Ashwini Bhatia / AP
Exiled Tibetan Buddhist monks walk past a banner of photos of Tibetan protesters as they participate in a candlelit vigil organized by the Tibetan parliament in exile in Dharmsala, India, on Thursday.
By John Newland and Ed Flanagan, NBC News
Chinese authorities detained 70 people in ethnically Tibetan areas Thursday in a bid to crack down on the gruesome spectacle of people setting themselves on fire to protest Chinese rule, state media said.
The operation, the largest of its kind yet reported by Beijing, is part of an intensifying effort to quell the fiery protests. It comes on the heels of a documentary released in China that blames Westerners, particularly Voice of America, for encouraging people to set themselves on fire and then treating those who do as heroes.
Nearly 100 people have set themselves alight since 2009 to protest Chinese rule, and most of them have died from their injuries.
Twelve of the 70 people detained Thursday were officially arrested in connection with self-immolation cases in what China calls the Huangnan Tibetan Autonomous Prefecture, Qinghai Province deputy police chief Lyu Bengqian said, according to state media.
Lyu is head of a special police team investigating self-immolation cases. He said efforts would be stepped up to investigate the protests and to "seriously punish" anyone seen as inciting them.

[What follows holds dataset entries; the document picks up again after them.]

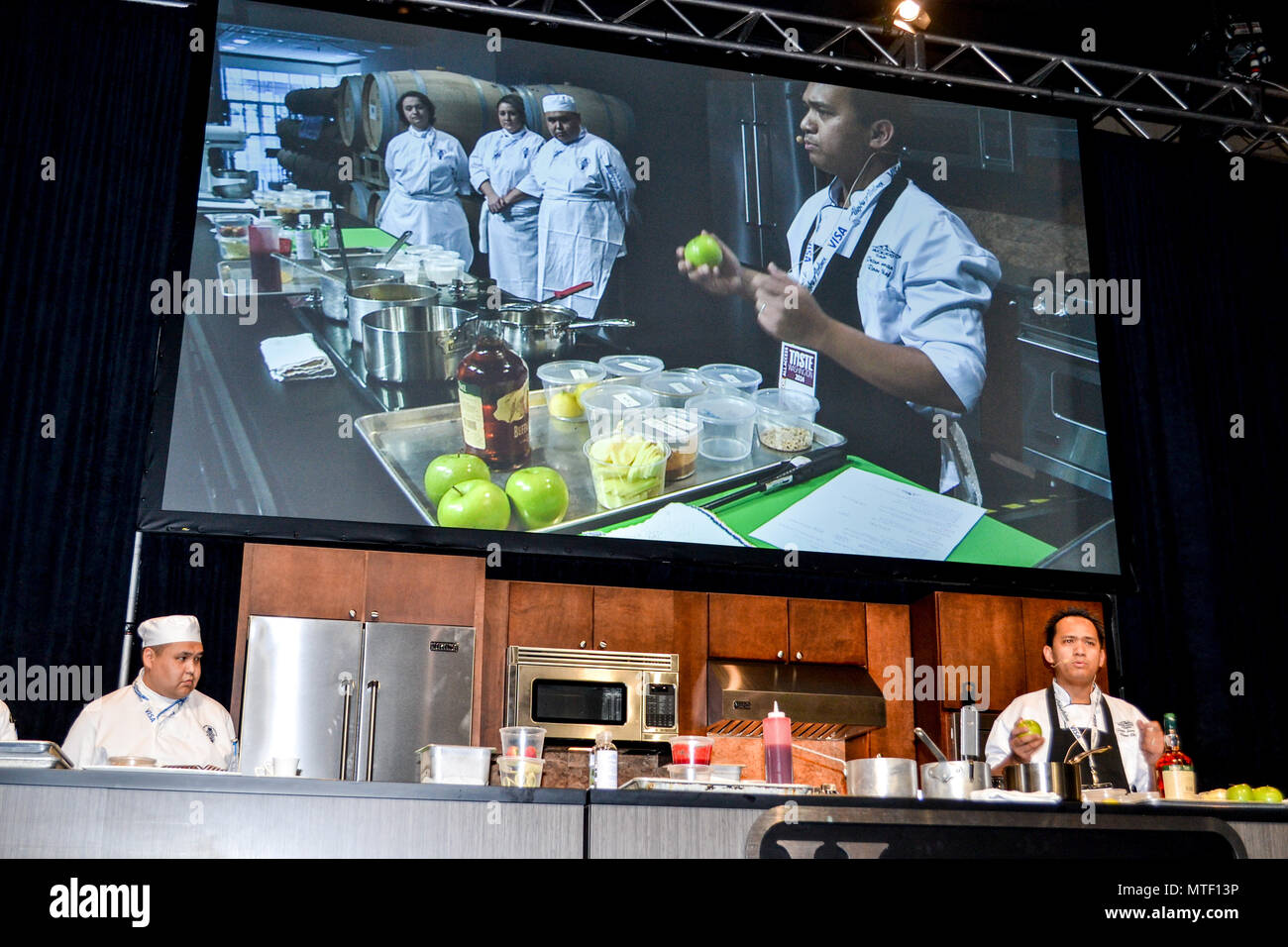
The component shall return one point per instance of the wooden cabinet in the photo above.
(825, 631)
(550, 616)
(747, 628)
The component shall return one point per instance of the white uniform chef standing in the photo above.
(587, 193)
(161, 714)
(426, 170)
(507, 226)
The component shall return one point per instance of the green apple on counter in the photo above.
(476, 504)
(540, 496)
(703, 250)
(449, 470)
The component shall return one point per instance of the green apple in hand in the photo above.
(476, 504)
(703, 250)
(449, 470)
(540, 496)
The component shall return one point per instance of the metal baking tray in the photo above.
(304, 279)
(33, 754)
(785, 789)
(406, 441)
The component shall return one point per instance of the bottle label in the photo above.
(1179, 783)
(472, 420)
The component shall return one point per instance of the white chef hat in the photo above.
(168, 629)
(559, 102)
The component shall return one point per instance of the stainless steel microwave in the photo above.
(575, 694)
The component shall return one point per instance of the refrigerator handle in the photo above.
(746, 179)
(374, 685)
(347, 684)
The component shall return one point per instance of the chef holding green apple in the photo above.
(1073, 715)
(884, 279)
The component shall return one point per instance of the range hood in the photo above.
(823, 701)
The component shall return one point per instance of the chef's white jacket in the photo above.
(925, 281)
(8, 732)
(587, 193)
(1031, 706)
(510, 237)
(192, 731)
(426, 171)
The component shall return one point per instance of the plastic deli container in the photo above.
(638, 368)
(726, 425)
(678, 428)
(606, 405)
(674, 388)
(523, 741)
(785, 419)
(735, 376)
(692, 750)
(565, 384)
(518, 771)
(626, 470)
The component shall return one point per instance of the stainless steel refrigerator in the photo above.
(353, 699)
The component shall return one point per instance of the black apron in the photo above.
(879, 427)
(1109, 766)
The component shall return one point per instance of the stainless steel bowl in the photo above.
(412, 343)
(881, 779)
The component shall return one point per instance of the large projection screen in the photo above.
(944, 311)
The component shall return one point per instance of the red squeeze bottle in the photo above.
(778, 746)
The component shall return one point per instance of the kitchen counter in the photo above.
(129, 813)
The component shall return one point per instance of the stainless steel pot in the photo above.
(540, 331)
(366, 299)
(953, 780)
(412, 343)
(881, 779)
(1044, 777)
(334, 292)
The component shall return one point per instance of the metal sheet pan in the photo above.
(406, 441)
(33, 754)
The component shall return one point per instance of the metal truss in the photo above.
(1240, 118)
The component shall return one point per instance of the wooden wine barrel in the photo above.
(348, 112)
(464, 106)
(604, 115)
(312, 101)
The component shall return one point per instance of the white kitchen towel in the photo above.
(679, 523)
(295, 357)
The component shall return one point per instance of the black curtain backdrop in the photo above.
(101, 88)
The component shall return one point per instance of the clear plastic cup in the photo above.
(606, 403)
(785, 419)
(636, 368)
(677, 427)
(674, 388)
(516, 771)
(523, 742)
(692, 750)
(688, 774)
(726, 424)
(626, 470)
(733, 376)
(565, 384)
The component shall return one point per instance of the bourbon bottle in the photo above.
(1175, 770)
(492, 381)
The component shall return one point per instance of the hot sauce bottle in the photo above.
(492, 381)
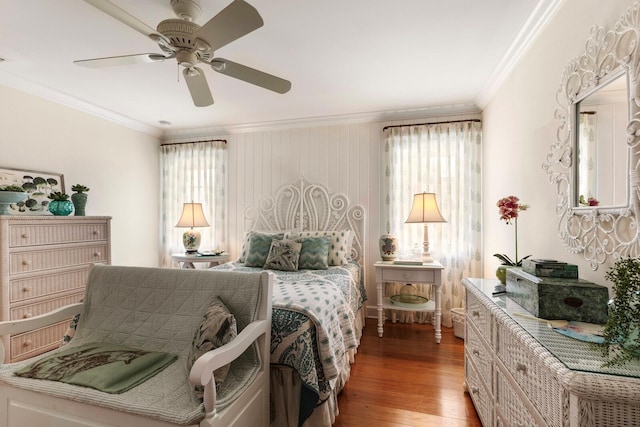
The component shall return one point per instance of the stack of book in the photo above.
(550, 268)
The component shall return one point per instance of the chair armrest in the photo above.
(202, 370)
(25, 325)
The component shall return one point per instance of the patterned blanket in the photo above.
(313, 323)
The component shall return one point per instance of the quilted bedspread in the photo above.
(313, 322)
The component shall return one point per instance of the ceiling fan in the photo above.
(190, 44)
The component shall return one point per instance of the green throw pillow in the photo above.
(283, 255)
(314, 254)
(259, 246)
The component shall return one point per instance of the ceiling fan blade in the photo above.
(124, 17)
(251, 75)
(113, 61)
(198, 87)
(233, 22)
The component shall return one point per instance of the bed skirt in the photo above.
(285, 387)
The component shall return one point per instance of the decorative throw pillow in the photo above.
(283, 255)
(218, 327)
(314, 254)
(339, 247)
(259, 245)
(246, 244)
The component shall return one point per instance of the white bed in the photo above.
(301, 381)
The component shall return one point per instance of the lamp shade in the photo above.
(425, 209)
(192, 216)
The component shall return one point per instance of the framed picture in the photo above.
(38, 184)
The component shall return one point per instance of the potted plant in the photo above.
(79, 198)
(621, 331)
(10, 194)
(60, 204)
(509, 210)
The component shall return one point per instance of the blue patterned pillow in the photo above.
(283, 255)
(259, 246)
(314, 254)
(339, 246)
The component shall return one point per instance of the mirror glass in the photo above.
(601, 146)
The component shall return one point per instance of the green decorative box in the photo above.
(550, 268)
(554, 298)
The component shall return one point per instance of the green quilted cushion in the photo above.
(283, 255)
(314, 254)
(259, 246)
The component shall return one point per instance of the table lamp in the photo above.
(192, 216)
(425, 210)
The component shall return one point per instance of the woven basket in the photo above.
(457, 317)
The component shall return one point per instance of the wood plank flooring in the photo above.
(405, 379)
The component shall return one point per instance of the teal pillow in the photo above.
(283, 255)
(314, 254)
(259, 246)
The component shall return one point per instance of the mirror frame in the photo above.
(601, 233)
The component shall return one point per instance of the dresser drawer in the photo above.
(529, 372)
(509, 407)
(51, 234)
(24, 262)
(479, 316)
(51, 283)
(408, 276)
(32, 343)
(37, 308)
(481, 398)
(477, 351)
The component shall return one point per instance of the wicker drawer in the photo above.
(51, 234)
(42, 307)
(479, 316)
(32, 343)
(408, 276)
(477, 351)
(529, 372)
(33, 287)
(509, 404)
(24, 262)
(481, 398)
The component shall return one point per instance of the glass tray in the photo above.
(409, 301)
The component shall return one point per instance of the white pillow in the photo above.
(339, 246)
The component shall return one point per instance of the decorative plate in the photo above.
(409, 301)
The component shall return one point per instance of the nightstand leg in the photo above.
(380, 311)
(438, 313)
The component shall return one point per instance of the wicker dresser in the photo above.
(44, 264)
(519, 372)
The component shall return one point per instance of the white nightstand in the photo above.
(430, 273)
(187, 260)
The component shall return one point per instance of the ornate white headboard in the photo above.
(308, 206)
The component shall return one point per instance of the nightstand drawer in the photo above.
(407, 275)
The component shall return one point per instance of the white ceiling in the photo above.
(343, 57)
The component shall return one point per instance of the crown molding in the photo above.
(41, 91)
(343, 119)
(539, 17)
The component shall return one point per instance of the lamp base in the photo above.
(191, 241)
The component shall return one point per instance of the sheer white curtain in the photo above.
(444, 159)
(195, 172)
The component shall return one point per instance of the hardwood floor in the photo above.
(405, 379)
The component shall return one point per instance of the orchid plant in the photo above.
(509, 209)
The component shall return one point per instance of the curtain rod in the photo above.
(192, 142)
(433, 123)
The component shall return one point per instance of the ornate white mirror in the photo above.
(596, 154)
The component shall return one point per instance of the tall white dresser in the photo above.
(44, 265)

China blames the Dalai Lama, the Tibetan spiritual leader in exile, as well as the West for the increase in self-immolations.
The U.S. State Department has been critical of the recent arrests.
In her Feb. 1 news briefing, State Department spokeswoman Victoria Nuland criticized China's Tibet policies, in particular the heavy sentencing in January of a Tibetan monk and his nephew, who were charged with inciting eight people to set themselves on fire.
"We continue both publicly and privately to urge the Chinese government at all levels to address policies in Tibet -- in Tibetan areas -- that have created tensions and that threaten the distinct religious, cultural and linguistic identity of the Tibetan people."
On Wednesday, Voice of America shot back at China's assertion that it had encouraged Tibetans to set themselves on fire.
"That is totally false," Voice of America Director David Ensor said in a news release. "We do report these tragic stories; we do not encourage these self-immolations, that is wrong."
CCTV, the Chinese state broadcaster, produced and aired a documentary that pointed fingers at Voice of America, which is the U.S. government's official broadcaster overseas.
The program showed a Tibetan man in a hospital bed who allegedly attempted to self-immolate.
Apparently prompted to explain why he had attempted to light himself on fire, the man said, "I did it after watching VOA, I saw the photographs of self-immolators being commemorated. They were treated like heroes."
The documentary also sensationally accuses VOA of employing secret codes to send messages to people inside Tibet.
"That is one of the more amazing parts of the CCTV report," Ensor said. "That suggestion is totally absurd."
VOA is asking that both CCTV and the China Daily retract their reports.